Sunday, February 11, 2007

Review - Facing the Giants

The DVD has just come out; my sons and I went to see it in October, and my review of the theater release appeared in the December 2006 Carolina Journal. It was a legitimately enjoyable film, with both good art and good message, and it did not sink to the "Christianity wins football games" meme that some of us may have feared. I'm looking forward to having our own copy sometime soon.

Movie Review
Facing The Giants’ Surprising To Viewers and Reviewers Alike


• “Facing the Giants”; starring Alex Kendrick and Shannen Fields; Sherwood Productions; rated PG

By HAL YOUNG - Contributing Editor


RALEIGH - Grant Taylor is a coach with issues. His football team at Shiloh Christian Academy has a six-year losing streak, his one star player just transferred to a rival school, and angry parents are recruiting his assistant to take his position.
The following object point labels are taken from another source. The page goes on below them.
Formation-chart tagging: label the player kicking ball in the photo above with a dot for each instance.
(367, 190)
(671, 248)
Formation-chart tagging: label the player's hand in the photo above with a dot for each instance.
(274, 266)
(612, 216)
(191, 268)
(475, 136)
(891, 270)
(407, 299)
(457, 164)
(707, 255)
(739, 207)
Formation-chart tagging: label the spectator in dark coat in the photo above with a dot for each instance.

He makes $24,000 a year, his car has a terminal illness, major appliances are failing at home, and he and wife Brooke are unable to have a baby. And things are about to take a turn for the worse.

In “Facing the Giants”, Grant (Alex Kendrick) is a decent man sinking in defeat on nearly every front when he realizes that his grief might not be due to his opponents or his inability, but his sense of purpose. Struggling through his personal problems, he challenges his team with a different philosophy that centers not on winning, but on striving, not on ambition, but devotion.
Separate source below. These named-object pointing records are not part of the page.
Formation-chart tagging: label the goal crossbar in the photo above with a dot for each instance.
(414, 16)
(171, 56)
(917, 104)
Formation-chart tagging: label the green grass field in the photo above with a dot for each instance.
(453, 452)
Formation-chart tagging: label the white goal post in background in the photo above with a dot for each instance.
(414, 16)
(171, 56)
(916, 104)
It will still be grueling on the field and off, as the team, the coach, and his wife find out, but the focus becomes the journey, not the destination.

Producers Alex and Steven Kendrick are associate pastors at Sherwood Baptist Church in Albany, Ga., and oversee the church’s media programs. The two brothers are also part of a growing movement of independent filmmakers who are bypassing Hollywood to take a practical and muscular Christian message to the wide screen. This is their second feature film, and “Facing the Giants” has become one of the surprising movies of the season.
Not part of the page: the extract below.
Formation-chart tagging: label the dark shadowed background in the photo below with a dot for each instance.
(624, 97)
The film made headlines in June when the Motion Picture Association of America gave it a PG rating because of its religious content, probably the first instance of this kind. Even more remarkable are the circumstances of the film’s creation; in a sense, it was a Sunday school project, as evidenced by four classes that shared the closing credits.

Bypassing Hollywood’s culture also means giving up its resources; there are no Mel Gibsons here, and the Kendricks wrote, directed, produced, acted, and edited the film for free. Alex even wrote part of the musical score. More than 500 volunteers, including all of the actors and all but five of the production staff, made it happen for just $100,000.

Does it work? Definitely. Six weeks after its release Sept. 29, the film had grossed more than $8.2 million, still ranking in the top 20 films in mid-November.

Kendrick and Fields handle their roles capably as a jock with a breaking heart and a young wife yearning for children but determined to be there for her husband. Still , “Facing the Giants” has received mixed reviews, even within the Christian community. To be sure, a couple of the actors were less than Oscar-caliber. Grant’s doctor, in his brief appearance, is as wooden as a fence post. The wheelchair-bound father of the team’s place kicker is unpolished, though likable.

Reviewers unfamiliar with Southern culture might not recognize the man who walks the school halls after hours, praying quietly for the students, as a real person in the Deep South. And while Grant’s life, and the team’s, does turn around when the coach’s spiritual priorities change, there are still uncertainty, hard work, and confrontation to address along the way.

The resolution is by no means certain until the final moments of the film. What is definite is Coach Taylor’s change in focus, and a philosophy that encompasses much more than football. “We’re not just here to get glory, earn money, and die,” he tells the team. “Football is just one of the tools we use to honor God ... If we win, we praise Him. If we lose, we praise Him. I’ve resolved to give it all to God and leave the results to Him.”

But it’s also means giving your best effort, and it’s still about football. Arkansas’ Coach Houston Nutt would agree; the night before his unranked Razorbacks faced the undefeated No. 2 Auburn Tigers in October, Nutt picked the team’s road trip movie himself — “Facing the Giants”. Twenty-four hours later, the Tigers weren’t undefeated any more.